Le 9 mars 2023, il est 20h48 quand Jean-Sebastien Chavanne (RSSI au CHU de Brest) reçoit un appel de l’ANSSI (Agence Nationale de la Sécurité des Systèmes d’Informations) : des communications frauduleuses ont été détectées dans un serveur du CHU de Brest. Après vérification, il confirme : le CHU est victime d’une cyberattaque majeure qui marquera le début de 35 jours intenses. Un an et demi plus tard, J-S Chavanne revient sur la façon dont les équipes ont réussi à éviter le pire et quelles leçons ils ont tiré de cet événement.
Action, réaction !
Une cellule de crise dédiée est rapidement constituée pour tenter de retrouver des traces de l’attaquant dans l’Active Directory (AD qui centralise les droits d’accès, les informations sur les utilisateurs, les ordinateurs, etc.), ou d’autres indices. Mais face à l’urgence et sur le conseil de l’ANSSI, une décision radicale est prise pour empêcher la progression de l’attaque : désactiver internet. “ À 22h30, nous étions en vase clos ” raconte J-S Chavanne. Plus de messagerie électronique, plus de logiciels pour commander les ambulances, plus de fond de cartes Google pour les localiser avant interventions… mais heureusement, quelques logiciels fonctionnent en local et le CHU peut continuer à “tourner” tant bien que mal.

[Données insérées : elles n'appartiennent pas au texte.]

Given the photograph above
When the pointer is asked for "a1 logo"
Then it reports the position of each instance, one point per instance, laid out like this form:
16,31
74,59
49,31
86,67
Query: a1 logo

Des investigations profondes
Le CHU mène en parallèle deux actions d’investigations prioritaires : d’abord identifier la profondeur de l’attaque, puis les dommages collatéraux de la coupure d’Internet. Un travail réussi car “finalement, nous avons pu éviter le plan blanc et continuer à prendre en charge les consultations et les patients” ajoute Jean-Sebastien Chavanne.
Au bout d’une semaine, les équipes informatiques ont découvert que l’attaquant avait pénétré le système par la ferme RDS (applications internet utilisées par les médecins hors site pour se connecter au système), et que des virus avaient été installés sans pouvoir aller au-delà de l’AD et compromettre ainsi l’ensemble du système informatique. “En réagissant très rapidement, nous leur avons coupé l’herbe sous le pied” se réjouit le RSSI.
Des évolutions structurelles importantes pour se prémunir des attaques
“Il nous était impossible de relancer le flux internet sur des applications vulnérables ” précise-t-il. Il aura fallu un mois et un investissement de 2 millions d’euros pour remettre en place des applications sûres, modifier l’ensemble de 8500 mots de passe utilisateurs, imposer une double authentification, demander aux prestataires une migration sur de nouveaux serveurs et simplifier le flux internet pour le maîtriser uniquement via le pare-feu. “ On savait que notre vulnérabilité venait des logins. Cette attaque nous a permis de gagner 2 ans en 3 mois, avec de gros changements structurels sur notre architecture” explique-t-il. Un travail conjoint de l’équipe technique, DSI système et DSI réseau sur le pont quasiment 70h/ semaine. “Et un gros effort de pédagogie pour éviter que la Tour d’Ivoire ne gère la crise de son côté, en laissant les professionnels de santé livré à eux-mêmes.”, se souvient-il. Aujourd’hui, le CHU semble paré à ce genre d’attaque via de récentes initiatives, comme le clausier informatique initié par le Club RSSI santé, qui permettront aux autres CHU de suivre l’exemple de Brest pour maintenir leur protection.